Posted on: Aug 14, 2017

You can now use the AWS Glue Data Catalog with Apache Spark and Apache Hive on Amazon EMR. The AWS Glue Data Catalog is a managed metadata repository that is integrated with Amazon EMR, Amazon Athena, Amazon Redshift Spectrum, and AWS Glue ETL jobs. Additionally, it provides automatic schema discovery and schema version history. You can choose to use the AWS Glue Data Catalog to store external table metadata for Hive and Spark instead of utilizing an on-cluster or self-managed Hive Metastore. This allows you to more easily store metadata for your external tables on Amazon S3 outside of your cluster.

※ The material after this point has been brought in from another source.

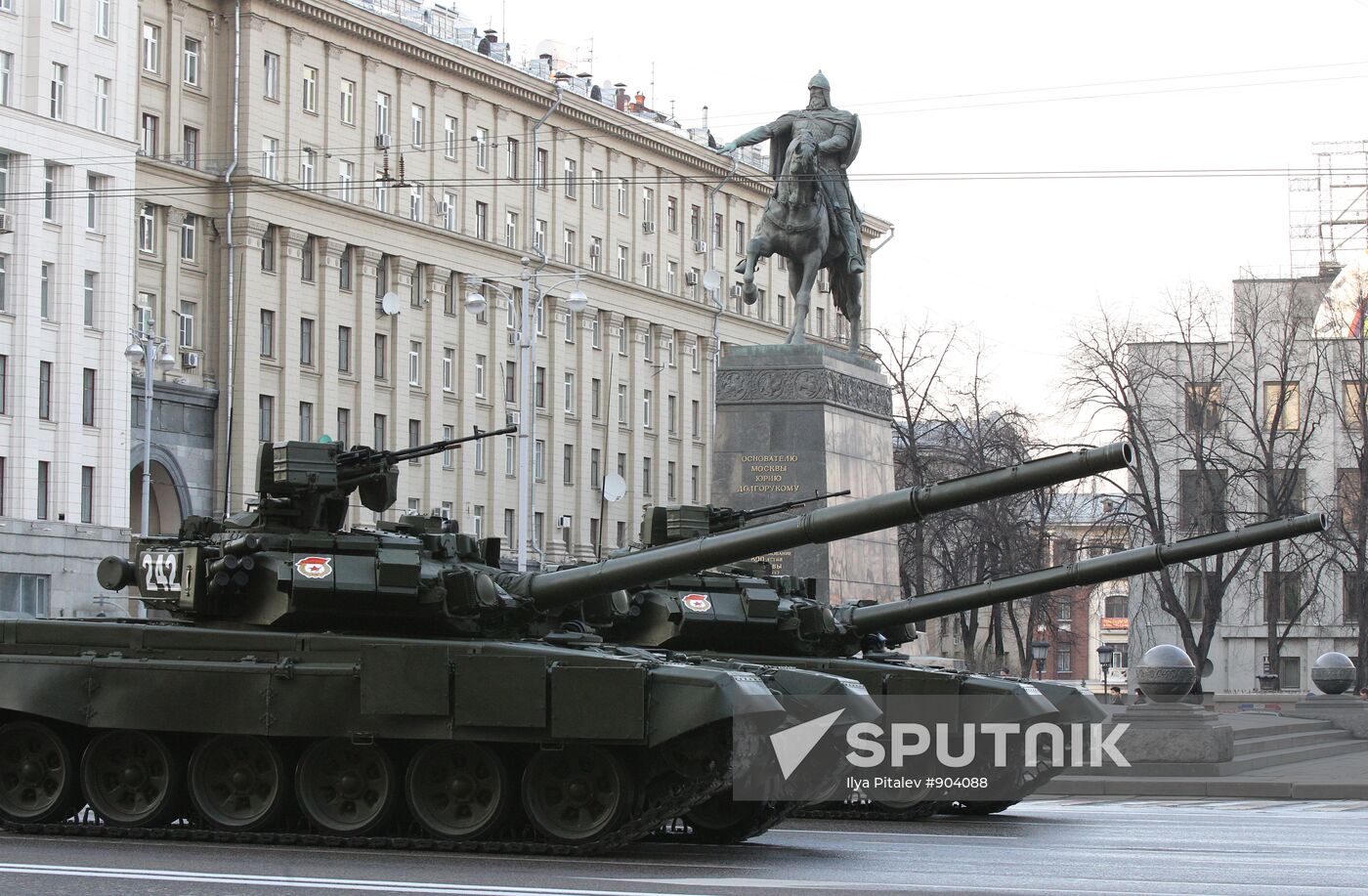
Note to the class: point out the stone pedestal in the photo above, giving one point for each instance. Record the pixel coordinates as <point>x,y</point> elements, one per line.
<point>1344,711</point>
<point>1176,734</point>
<point>797,419</point>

You can configure your Amazon EMR clusters to use the AWS Glue Data Catalog from the Amazon EMR console, AWS Command Line Interface (CLI), or the AWS SDK with the Amazon EMR API. Amazon EMR release 5.8.0 and later can utilize the AWS Glue Data Catalog for Apache Spark and Apache Hive. Please visit the Amazon EMR documentation for more information about using the AWS Glue Data Catalog with Apache Spark and Apache Hive. For more information about AWS Glue, click here.

AWS Glue Data Catalog charges are billed separately and pricing information is available here. Amazon EMR supports the AWS Glue Data Catalog the US East (N. Virginia) region.